WORD, an academic journal of linguistics issued four times a year, is the publication of the International Linguistic Association (ILA). Founded in 1943 as the Linguistic Circle of New York, the ILA became one of the main sources of new ideas in American Linguistics at that time. Its journal WORD was founded in 1945 with a mission to disseminate the scholarly discussion of the day and to become the journal of record for general linguistics. During several decades of intellectual ferment in linguistics, the scholarship published by WORD continued to record the expansion of linguistic ideas - both theoretical and applied. Today, WORD continues its broadly-based mission to reflect and record contemporary linguistic scholarship.

Over the years, WORD has been privileged to serve as a platform for introducing groundbreaking scholarship in linguistics.
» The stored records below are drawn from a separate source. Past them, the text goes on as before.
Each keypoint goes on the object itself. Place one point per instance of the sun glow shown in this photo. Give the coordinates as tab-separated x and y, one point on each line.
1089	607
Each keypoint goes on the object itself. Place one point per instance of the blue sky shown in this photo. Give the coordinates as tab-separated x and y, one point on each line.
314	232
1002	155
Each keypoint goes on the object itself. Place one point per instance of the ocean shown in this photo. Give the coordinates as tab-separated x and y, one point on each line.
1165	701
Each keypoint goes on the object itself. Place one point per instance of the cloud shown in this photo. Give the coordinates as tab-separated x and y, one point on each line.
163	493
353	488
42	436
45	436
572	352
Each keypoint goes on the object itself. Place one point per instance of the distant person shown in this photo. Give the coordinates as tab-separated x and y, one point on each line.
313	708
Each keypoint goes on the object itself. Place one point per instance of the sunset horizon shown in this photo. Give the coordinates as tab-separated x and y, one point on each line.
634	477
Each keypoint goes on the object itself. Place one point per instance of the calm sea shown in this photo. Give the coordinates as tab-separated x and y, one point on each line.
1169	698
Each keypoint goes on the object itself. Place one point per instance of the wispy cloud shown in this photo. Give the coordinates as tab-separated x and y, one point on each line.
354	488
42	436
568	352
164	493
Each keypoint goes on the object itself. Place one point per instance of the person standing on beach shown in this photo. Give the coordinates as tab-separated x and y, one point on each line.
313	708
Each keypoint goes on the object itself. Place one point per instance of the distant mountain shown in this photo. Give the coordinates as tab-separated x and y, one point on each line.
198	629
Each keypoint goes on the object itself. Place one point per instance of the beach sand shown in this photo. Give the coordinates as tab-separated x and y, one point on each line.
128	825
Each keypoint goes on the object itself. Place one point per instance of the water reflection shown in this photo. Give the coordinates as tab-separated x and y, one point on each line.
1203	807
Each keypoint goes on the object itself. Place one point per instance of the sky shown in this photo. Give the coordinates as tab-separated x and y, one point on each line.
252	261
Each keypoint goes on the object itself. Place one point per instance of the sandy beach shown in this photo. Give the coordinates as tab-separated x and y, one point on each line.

Among these, Jean Berko Gleason's Wug test debuted in WORD in 1958 — "The Child's Learning of English Morphology" (Volume 14, 1958); Charles Ferguson's "Diglossia" was published in WORD (Volume 15, 1959); M.A.K. Halliday's first journal paper on Systemic-Functional Linguistics — "Categories of the theory of grammar" — appeared in WORD (Volume 17, 1961); and William Labov's very first journal article — "The social motivation of a sound change" — was in WORD (Volume 19, 1963).

Each issue contains articles and reviews. Occasionally, special issues on specific topics are produced. Such issues have dealt with:

  • Language and language planning (30/1979);
  • The Spanish and Portuguese language in the Western Hemisphere (33/1982);
  • Text linguistics (37/1986);
  • Systemic linguistics (40/1989).

Papers from the 1991 conference on Indo-European Linguistics have also been published in WORD.